Consumidores y ciudadanos

Luis Rubio

A nadie le importan los consumidores en el país. Tanto en el ámbito económico como en el político, el consumidor brilla por su ausencia, aunque, por supuesto, existe una infinidad de anuncios y llamadas para atraer su interés en los más diversos rubros. Los partidos le procuran en busca de votos y los comerciantes lo enamoran para que gaste sus pesos adquiriendo sus productos o servicios. Sin embargo, nadie parece interesarse por el bienestar del consumidor, con su satisfacción por lo adquirido o la calidad del producto vendido. En la arena política, la realidad no es muy distinta. Los consumidores, en su faceta de votantes, son convocados y persuadidos para después ser dejados en el olvido. La simple imagen de un votante que haga algún señalamiento después de emitir su voto, es insultante, anatema. México no será un país democrático si el consumidor sigue, como hasta ahora: fuera del centro de la vida nacional.

La palabra democracia invade la retórica política en el país. Los políticos hacen referencia al vocablo como si se tratara de una realidad consumada. Las evidencias indican, sin embargo, que la democracia mexicana, con todo y los enormes avances en materia electoral, sigue siendo enclenque. Peor aún, a pesar de los enormes cambios políticos que el país comenzó a experimentar a partir de la derrota del PRI en 2000, la retórica sobre la democracia no ha cambiado en la sustancia. Algo debe andar mal en Teziutlán o en Tingüindín cuando todo en la política mexicana ha experimentado una gran revolución pero ésta no ha arribado al ciudadano (o consumidor) común y corriente.
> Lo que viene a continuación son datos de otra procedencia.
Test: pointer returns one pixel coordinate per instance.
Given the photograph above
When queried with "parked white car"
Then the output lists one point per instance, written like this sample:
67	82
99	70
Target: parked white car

La esencia de la democracia reside en el punto de convergencia. Cuando el centro de la vida política o económica de una sociedad está ocupado por el consumidor y votante, el país es indiscutiblemente democrático. Cuando esto no es así, la democracia es, en el mejor de los casos, enclenque. No cabe la menor duda que México cae en esta segunda categoría. Para empezar, el consumidor no tiene derechos frente a los monopolios que lo atosigan. Algo semejante ocurre con el votante: su faena democrática comienza y concluye en el momento de emitir el sufragio. Toda inconformidad del ciudadano o consumidor se lee como un atrevimiento, el equivalente a conculcar los derechos inalienables del monopolio respectivo.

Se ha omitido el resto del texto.